The day of the coronation arrived, and Vel’duith arose early. She proceeded to the House At’Arel compound and presented herself to Matron Zathria, who gruffly scolded her off, to ‘go make yourself at least presentable enough not to embarrass my house.’ She had found robes in the appropriate household hues to fit her in an old wardrobe with what appeared to be clothes from the later years of someone’s childhood. And a pair of gently used spidersilk slippers that fit nearly perfectly. She smiled at the plush sensation of the soles as she test stepped around on the marble floor. She bathed, dressed, fastidiously fixed her hair in the household style, and returned to Zathria's court. She was quite surprised to see Ispir Sione there, similarly garbed in At'Arel's colors.

"Why, if it isn't one Ispir Sione! Dare I presume that you have reconsidered the perils of bathing and consorting with those of my ilk, young master?"

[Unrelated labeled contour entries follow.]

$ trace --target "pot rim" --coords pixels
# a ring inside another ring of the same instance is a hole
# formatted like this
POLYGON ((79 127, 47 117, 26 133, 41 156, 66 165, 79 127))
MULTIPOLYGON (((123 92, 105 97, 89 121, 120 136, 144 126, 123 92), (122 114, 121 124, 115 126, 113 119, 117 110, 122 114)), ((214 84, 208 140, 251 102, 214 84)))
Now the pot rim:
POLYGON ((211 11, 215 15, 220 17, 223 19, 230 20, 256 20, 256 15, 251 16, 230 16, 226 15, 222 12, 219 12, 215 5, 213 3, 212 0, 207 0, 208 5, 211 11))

She grinned very nearly as mischievously as the night she and Melfa had made their playful invitation to the young bard, prompting him to all but flee up the stairway.

She marched as inconspicuously as she could manage among Zathria's kin and bannersdrow, quickly learning the correct cheer responses, being next to the surfacer. The spectacle was thankfully quite distracting to most onlookers as they reached the coronation plaza. She took the appropriate seat for someone in the rearward train of a great house, her garnet-hued eyes furtively darting about, seeking Vyx'aria.